To put it another way, I split the interesting part from the hard-to-test part. Then I test the interesting part. There is no need (or value) to testing the hard part if I've already tested all the business value.
Before the extract method, business value and dependency are intertwined. Afterwards, they're separate.
I suppose I really dislike your title, as it appears to blame mocks for doing their job: drawing the programmer's attention to unnecessary dependencies. "Easily Avoid Pointless Dependencies", for example, at least highlights the underlying problem.

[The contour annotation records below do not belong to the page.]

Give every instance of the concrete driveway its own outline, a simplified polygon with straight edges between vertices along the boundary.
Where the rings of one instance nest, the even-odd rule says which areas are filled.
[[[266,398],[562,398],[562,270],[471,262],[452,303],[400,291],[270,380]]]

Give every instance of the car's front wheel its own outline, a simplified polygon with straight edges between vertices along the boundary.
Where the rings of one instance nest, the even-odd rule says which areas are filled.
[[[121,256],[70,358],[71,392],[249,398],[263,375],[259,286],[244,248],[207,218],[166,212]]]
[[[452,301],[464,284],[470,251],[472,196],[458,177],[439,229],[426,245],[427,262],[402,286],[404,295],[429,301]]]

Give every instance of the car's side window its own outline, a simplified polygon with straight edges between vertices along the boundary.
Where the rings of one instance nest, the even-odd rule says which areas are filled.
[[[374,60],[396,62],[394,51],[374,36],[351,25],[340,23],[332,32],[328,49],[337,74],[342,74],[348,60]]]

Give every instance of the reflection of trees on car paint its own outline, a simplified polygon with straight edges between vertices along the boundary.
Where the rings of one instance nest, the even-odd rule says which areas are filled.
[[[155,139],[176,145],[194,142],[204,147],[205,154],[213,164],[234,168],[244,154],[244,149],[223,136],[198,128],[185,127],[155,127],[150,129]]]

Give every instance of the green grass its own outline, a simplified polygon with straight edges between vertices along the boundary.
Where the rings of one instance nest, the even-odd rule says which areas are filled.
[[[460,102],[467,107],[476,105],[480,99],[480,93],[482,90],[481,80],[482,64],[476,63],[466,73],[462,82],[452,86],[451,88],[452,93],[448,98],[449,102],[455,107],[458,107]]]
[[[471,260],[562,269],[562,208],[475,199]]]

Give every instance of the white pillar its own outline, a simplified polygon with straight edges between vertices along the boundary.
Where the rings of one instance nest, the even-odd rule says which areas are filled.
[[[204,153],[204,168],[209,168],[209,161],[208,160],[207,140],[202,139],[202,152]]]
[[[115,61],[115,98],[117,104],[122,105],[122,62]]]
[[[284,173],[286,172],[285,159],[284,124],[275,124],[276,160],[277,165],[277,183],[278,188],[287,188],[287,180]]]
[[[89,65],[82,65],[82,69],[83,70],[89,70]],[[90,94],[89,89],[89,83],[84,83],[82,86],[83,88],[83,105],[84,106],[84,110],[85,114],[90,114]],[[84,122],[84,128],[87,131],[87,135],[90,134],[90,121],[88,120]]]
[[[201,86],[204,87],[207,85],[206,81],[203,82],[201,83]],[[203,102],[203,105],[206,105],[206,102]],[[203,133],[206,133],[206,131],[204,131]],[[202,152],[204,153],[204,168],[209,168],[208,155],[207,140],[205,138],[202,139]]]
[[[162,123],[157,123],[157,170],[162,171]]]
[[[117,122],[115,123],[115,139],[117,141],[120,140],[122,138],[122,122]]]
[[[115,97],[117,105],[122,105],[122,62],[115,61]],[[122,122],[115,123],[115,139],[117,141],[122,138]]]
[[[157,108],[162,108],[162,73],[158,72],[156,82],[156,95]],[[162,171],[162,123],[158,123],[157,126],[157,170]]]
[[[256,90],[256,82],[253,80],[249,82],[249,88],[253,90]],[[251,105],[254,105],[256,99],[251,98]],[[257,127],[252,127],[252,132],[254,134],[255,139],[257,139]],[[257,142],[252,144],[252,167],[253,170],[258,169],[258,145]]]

I think you might be missing something. The multiple uses of smtp_service in the new version is a clue that is not being listened to. It suggests a mix of responsibilities on the object which is no longer visible because you've dropped some of the testing.
A better solution might be for this level to create a mail request that it passes to a Messenger that constructs and sends the concrete email.
I agree, and the "final" result is far from optimal. But I wanted this blog entry to show one single big idea: refactor side effect to return value.
In would probably also apply refactor factory to parameter (or some variant thereof) immediately following. That would certainly make the code better.
And the testing still provides that feedback: in order to test the code, I have to set up a smtp_service object that can create messages. So I've still got a non-injected dependency. Furthermore, that dependency is used to "decide what to do and give me back an object that contains that knowledge (the message)." This makes testing hard (makes me want to reach for a mock with a return value provider). My standard solution is to extract the final information object (Message) to a parameter & calculate them separately.
So I don't think that the reduction in testing is removing design feedback. Adding a test (of any kind) on send_build_analysis() wouldn't let me see any more pain.
Most importantly, the one simple refactoring addressed the first pain, and let me test with one fewer mock. And that's all I wanted to show in this one transformation.
While agreeing on the general idea, I don't agree on one thing:
why don't refactor out the fist line of
send_build_analysis
msg = smtp_service.create_email(cc='wholeteam@example.com',
from='buildbot@example.com')
instead of creating a message and then hydrating it with some logic, I always prefer to have the logic in a pure function that doesn't require services, then having a method create_and_send_mail(subj, body, to, attach) with all the required parameter
in this way you can test the pure function as much as you want easily and then you just need to test the create_and_send_mail with some values and the mock of the service.
The problem with mocks is that we should avoid to test both logic (=algorithm) and iteractions in the same test.
That would be the next refactoring. I just wanted to show the first. I am not claiming the second is perfect. Only that it is better. With one very simple change.